Because the null hypothesis is rejected only when the test statistic, \(F\), is too large, a one-way ANOVA test is always right tailed.

```
df1 = k-1
df2 = n-k
p.value <- pf(q = Fstat, df1 = df1, df2 = df2, lower.tail = FALSE)
p.value
```

`## [1] 5.746974e-37`

\[ \begin{array}{|l|c|} \hline \ \text{Source} & df & \text{Sum of Squares }(SS) & \text{Mean Squares }(MS) & F\text{-statistic} & p\text{-value}\\ \hline \ \text{Group} & 5 & 1.3859763\times 10^{10} & 2.7719525\times 10^{9} & F = 50.8250355 & 5.7469735\times 10^{-37}\\ \ \text{Error} & 269 & 1.4671022\times 10^{10} & 5.4539117\times 10^{7} & & \\ \hline \ \text{Total} & 274 & 2.8530785\times 10^{10} & & & \\ \hline \end{array} \]

**Step 5: If \(p \le \alpha\), reject \(H_0\); otherwise, do not reject \(H_0\).**

`p.value <= alpha`

`## [1] TRUE`

The *p*-value is less than the specified significance level of 0.01; we reject \(H_0\). The test results are statistically significant at the 1% level and provide very strong evidence against the null hypothesis.

**Step 6: Interpret the result of the hypothesis test.**

\(p = 5.7469735\times 10^{-37}\). At the 1% significance level, the data provides very strong evidence to conclude that at least one pair of group means is different from each other.

We just completed a one-way ANOVA hypothesis test in R manually. Awesome, but now we redo that example and make use of the R machinery to obtain the same result as above by just one line of code!
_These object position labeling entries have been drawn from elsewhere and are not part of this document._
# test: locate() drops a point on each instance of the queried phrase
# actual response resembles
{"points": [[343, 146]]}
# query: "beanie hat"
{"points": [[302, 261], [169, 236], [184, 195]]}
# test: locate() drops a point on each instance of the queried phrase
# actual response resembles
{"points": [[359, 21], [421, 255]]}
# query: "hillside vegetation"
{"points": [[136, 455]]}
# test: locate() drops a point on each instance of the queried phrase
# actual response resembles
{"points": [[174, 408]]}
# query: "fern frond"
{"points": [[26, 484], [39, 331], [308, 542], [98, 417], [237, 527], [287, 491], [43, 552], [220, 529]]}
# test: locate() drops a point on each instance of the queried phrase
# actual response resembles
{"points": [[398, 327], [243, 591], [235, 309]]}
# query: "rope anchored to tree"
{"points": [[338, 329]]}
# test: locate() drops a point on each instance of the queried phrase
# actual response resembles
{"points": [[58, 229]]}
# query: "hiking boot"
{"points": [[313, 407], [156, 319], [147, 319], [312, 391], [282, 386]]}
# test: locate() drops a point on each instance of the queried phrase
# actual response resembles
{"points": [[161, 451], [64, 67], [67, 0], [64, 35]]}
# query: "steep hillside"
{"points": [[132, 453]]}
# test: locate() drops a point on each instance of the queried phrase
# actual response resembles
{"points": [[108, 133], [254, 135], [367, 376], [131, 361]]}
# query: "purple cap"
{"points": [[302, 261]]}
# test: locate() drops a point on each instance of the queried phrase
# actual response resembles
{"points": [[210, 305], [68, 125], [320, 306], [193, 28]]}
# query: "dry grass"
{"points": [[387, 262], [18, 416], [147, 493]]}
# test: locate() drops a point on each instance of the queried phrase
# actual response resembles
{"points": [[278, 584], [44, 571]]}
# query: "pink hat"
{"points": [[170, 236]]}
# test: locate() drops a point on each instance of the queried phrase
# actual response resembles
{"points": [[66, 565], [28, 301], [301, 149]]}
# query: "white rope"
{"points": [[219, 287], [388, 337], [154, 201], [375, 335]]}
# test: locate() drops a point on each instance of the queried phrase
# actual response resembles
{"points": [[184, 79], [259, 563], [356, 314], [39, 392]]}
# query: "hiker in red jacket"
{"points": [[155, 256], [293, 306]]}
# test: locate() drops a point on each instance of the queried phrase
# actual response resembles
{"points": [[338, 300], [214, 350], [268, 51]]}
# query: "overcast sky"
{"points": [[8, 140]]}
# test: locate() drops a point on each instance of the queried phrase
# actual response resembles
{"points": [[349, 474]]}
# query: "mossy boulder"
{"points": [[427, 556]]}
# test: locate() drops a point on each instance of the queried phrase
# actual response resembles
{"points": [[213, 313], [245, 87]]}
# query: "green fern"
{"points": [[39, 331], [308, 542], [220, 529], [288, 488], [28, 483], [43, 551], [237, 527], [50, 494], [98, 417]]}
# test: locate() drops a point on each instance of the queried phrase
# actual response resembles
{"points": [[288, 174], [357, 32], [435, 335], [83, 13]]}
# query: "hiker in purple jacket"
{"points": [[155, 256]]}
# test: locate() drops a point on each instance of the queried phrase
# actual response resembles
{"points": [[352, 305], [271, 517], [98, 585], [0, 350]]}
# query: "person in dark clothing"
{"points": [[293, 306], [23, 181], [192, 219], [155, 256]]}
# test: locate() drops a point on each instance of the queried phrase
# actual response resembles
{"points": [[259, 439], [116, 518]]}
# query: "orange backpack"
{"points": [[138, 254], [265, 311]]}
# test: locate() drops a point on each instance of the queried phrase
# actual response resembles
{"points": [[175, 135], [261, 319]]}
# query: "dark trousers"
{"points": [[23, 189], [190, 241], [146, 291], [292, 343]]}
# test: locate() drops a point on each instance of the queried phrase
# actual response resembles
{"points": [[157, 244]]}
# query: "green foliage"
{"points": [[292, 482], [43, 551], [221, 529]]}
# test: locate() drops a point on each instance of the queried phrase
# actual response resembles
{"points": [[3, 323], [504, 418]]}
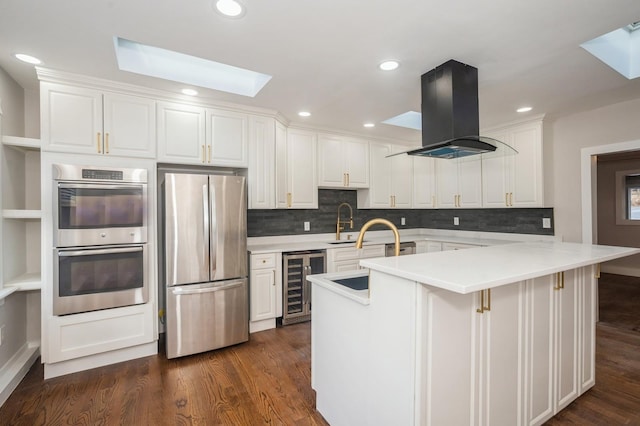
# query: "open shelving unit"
{"points": [[21, 215]]}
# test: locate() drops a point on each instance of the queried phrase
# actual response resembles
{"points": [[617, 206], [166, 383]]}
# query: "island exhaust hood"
{"points": [[450, 118]]}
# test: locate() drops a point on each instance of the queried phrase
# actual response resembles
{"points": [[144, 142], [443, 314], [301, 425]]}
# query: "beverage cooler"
{"points": [[296, 289]]}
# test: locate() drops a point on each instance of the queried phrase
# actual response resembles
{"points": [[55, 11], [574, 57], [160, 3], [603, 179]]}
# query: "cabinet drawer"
{"points": [[263, 261]]}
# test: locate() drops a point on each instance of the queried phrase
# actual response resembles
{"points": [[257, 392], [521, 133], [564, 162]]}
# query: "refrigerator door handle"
{"points": [[180, 290], [213, 241], [205, 216]]}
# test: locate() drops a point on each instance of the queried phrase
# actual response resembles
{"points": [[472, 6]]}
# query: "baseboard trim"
{"points": [[12, 373]]}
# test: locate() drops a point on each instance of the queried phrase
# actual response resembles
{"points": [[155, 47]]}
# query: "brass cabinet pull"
{"points": [[480, 310]]}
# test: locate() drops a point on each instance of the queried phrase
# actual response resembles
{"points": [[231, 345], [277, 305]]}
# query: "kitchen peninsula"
{"points": [[500, 335]]}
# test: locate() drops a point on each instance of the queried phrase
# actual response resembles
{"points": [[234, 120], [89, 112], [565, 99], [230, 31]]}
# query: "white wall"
{"points": [[567, 136]]}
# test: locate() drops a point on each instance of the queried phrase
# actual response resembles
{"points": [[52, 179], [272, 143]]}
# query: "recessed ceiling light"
{"points": [[389, 65], [28, 59], [230, 8]]}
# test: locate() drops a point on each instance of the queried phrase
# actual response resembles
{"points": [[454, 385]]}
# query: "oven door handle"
{"points": [[98, 186], [67, 253]]}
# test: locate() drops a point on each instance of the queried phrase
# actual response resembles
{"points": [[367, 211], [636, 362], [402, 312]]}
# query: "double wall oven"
{"points": [[100, 238]]}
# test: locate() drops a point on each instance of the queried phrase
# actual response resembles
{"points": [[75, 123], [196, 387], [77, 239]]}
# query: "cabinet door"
{"points": [[181, 133], [500, 333], [566, 341], [495, 172], [470, 182], [227, 138], [380, 179], [356, 154], [71, 119], [301, 169], [331, 162], [262, 161], [447, 183], [526, 166], [263, 294], [129, 126], [424, 183], [282, 185], [401, 178]]}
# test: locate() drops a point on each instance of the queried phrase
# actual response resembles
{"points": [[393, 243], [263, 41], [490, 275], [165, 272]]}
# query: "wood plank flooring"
{"points": [[267, 381]]}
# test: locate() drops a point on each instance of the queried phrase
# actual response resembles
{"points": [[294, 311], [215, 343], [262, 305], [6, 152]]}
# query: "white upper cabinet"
{"points": [[391, 179], [342, 162], [227, 138], [181, 133], [189, 134], [424, 183], [297, 188], [88, 121], [262, 162], [459, 183], [515, 180]]}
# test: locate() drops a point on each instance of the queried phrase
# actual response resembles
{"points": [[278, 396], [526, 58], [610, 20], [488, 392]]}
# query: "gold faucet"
{"points": [[379, 221], [339, 224]]}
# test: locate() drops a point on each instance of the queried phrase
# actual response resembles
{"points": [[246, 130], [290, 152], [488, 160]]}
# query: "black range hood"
{"points": [[450, 117]]}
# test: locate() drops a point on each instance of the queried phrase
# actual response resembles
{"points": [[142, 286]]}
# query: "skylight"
{"points": [[410, 120], [620, 49], [166, 64]]}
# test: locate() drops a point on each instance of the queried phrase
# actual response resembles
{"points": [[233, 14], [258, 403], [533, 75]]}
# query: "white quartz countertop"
{"points": [[259, 245], [474, 269]]}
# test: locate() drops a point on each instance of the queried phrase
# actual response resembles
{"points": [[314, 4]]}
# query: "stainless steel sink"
{"points": [[345, 242], [355, 283]]}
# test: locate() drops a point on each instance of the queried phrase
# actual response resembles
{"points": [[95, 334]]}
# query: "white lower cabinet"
{"points": [[522, 352], [348, 258], [265, 284]]}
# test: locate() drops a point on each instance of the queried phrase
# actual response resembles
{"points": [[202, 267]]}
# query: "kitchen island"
{"points": [[501, 335]]}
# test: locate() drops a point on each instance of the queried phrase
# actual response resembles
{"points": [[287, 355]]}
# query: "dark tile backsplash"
{"points": [[262, 223]]}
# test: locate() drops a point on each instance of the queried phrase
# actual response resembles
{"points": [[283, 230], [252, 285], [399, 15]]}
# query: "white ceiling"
{"points": [[323, 54]]}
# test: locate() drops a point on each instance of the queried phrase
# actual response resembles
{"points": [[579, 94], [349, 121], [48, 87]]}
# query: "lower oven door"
{"points": [[88, 279]]}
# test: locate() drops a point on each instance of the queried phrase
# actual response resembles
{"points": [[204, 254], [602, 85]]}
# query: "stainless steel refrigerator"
{"points": [[205, 258]]}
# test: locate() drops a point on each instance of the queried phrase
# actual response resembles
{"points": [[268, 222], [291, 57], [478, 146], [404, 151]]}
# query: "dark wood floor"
{"points": [[267, 381]]}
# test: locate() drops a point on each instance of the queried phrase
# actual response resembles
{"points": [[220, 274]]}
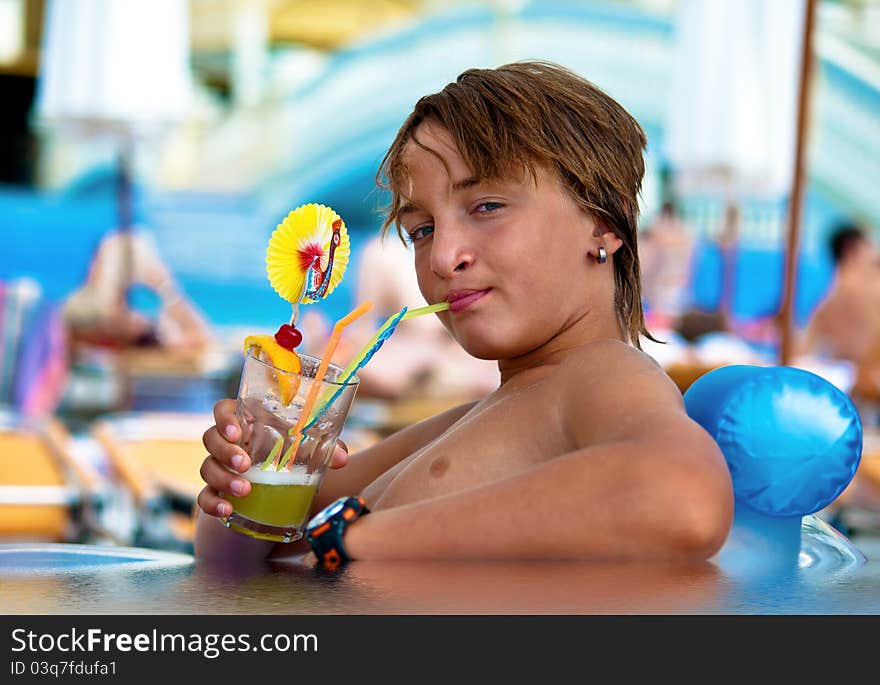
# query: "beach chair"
{"points": [[33, 350], [156, 456], [45, 493]]}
In order to conduct a one-way ANOVA hypothesis test in R we apply the `aov()`

function. The `aov()`

function expects the so-called *formula-notation*, thus we provide our data by separating our two variables of interest by `~`

. Further, we provide a data frame in which the variables specified in the formula are found.

```
anova <- aov(salary ~ major, data = data)
summary(anova)
```

```
## Df Sum Sq Mean Sq F value Pr(>F)
## major 5 1.386e+10 2.772e+09 50.83 <2e-16 ***
## Residuals 269 1.467e+10 5.454e+07
## ---
## Signif. codes: 0 '***' 0.001 '**' 0.01 '*' 0.05 '.' 0.1 ' ' 1
```

Worked out fine! Compare the output of the `aov()`

function with our result from above. Again, we may conclude that at the 1% significance level, the data provides very strong evidence to conclude that at least one pair of group means is different from each other.